Friday, September 22, 2006

Survey vs. Bias

I've tried hard to avoid posting about the Duke lacrosse players rape case. There just isn't much for me to say - I have no idea what actually happened so there really isn't much to comment on.

Except for the survey.

According to the defense attorneys, the DA has prejudiced the case against the players. That was their excuse for commissioning a poll of the Durham area. Imagine the surprise of the DA's wife when she got called by the survey. Imagine her further surprise when the first question was
if the prosecutor in a community took on a sensational case right before a primary/election, do you think such a case would be handled for political gain?
Imagine the surprise of the pollster when the DA's wife informed her that she was, in fact, the DA's wife. Imagine the surprise of, well, all of us when the pollster agreed to continue asking questions of the DA's wife. Like
If you heard that two strippers were hired to perform for some men and one was saying she was locked into the bathroom and the other one was not there; and one said she was raped and the other contradicted her statement, one time saying she did not think anything happened, then later changed her story; and that the rape victim had changed her story several times; and then you learned that she had said she was raped at another time and nothing happened with that charge, would you be likely to believe a rape occurred?
The questions listed above were written down by the DA's wife and attested to under oath - the lawyers refused to provide the questions when asked.

I really don't like lawyers in general although I do recognize their necessity.
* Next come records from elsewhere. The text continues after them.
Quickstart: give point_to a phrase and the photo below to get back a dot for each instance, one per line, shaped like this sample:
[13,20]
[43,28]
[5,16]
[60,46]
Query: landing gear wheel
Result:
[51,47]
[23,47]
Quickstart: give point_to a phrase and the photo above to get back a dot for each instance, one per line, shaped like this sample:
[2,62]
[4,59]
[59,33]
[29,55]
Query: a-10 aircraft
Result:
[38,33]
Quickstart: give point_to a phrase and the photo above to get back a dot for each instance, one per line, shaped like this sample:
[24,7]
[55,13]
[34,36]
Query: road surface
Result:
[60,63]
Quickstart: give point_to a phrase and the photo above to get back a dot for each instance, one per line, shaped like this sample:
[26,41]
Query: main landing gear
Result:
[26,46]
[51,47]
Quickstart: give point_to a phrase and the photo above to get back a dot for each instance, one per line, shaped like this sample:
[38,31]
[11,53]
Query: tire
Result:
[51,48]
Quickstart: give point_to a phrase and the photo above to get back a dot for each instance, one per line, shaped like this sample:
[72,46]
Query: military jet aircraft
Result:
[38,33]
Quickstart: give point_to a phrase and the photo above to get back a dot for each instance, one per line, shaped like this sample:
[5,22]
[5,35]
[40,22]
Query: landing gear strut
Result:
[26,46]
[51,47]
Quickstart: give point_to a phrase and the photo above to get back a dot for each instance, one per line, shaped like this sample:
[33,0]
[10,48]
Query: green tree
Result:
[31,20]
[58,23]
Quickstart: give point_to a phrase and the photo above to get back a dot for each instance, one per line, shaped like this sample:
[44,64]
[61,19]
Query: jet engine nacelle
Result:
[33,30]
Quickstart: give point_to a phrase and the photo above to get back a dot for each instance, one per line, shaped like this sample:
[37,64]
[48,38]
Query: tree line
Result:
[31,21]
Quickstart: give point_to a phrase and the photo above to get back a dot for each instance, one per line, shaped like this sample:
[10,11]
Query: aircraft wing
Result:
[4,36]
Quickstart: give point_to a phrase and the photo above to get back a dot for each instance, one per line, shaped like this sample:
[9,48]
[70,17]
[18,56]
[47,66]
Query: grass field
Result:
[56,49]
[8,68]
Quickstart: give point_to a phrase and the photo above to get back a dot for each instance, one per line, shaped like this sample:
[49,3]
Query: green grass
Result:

But these guys seem pretty despicable to me.


At 8:43 AM, Anonymous Anonymous said...

That's unbelievable.

Because I work for a media company (people like me are supposed to be screened out of a lot of polls), I routinely have to disqualify myself from telephone surveys/polls, although I'll occasionally wait to do so during political polls (answering all questions "don't know" or "no opinion" until I've heard all the questions, just to make sure it's a real poll and not a push poll that we'd need to report on).

It's difficult to think this poll was commissioned for any reason other than to taint the potential jury pool and get the trial moved, presumably to a more rural (i.e., whiter) county.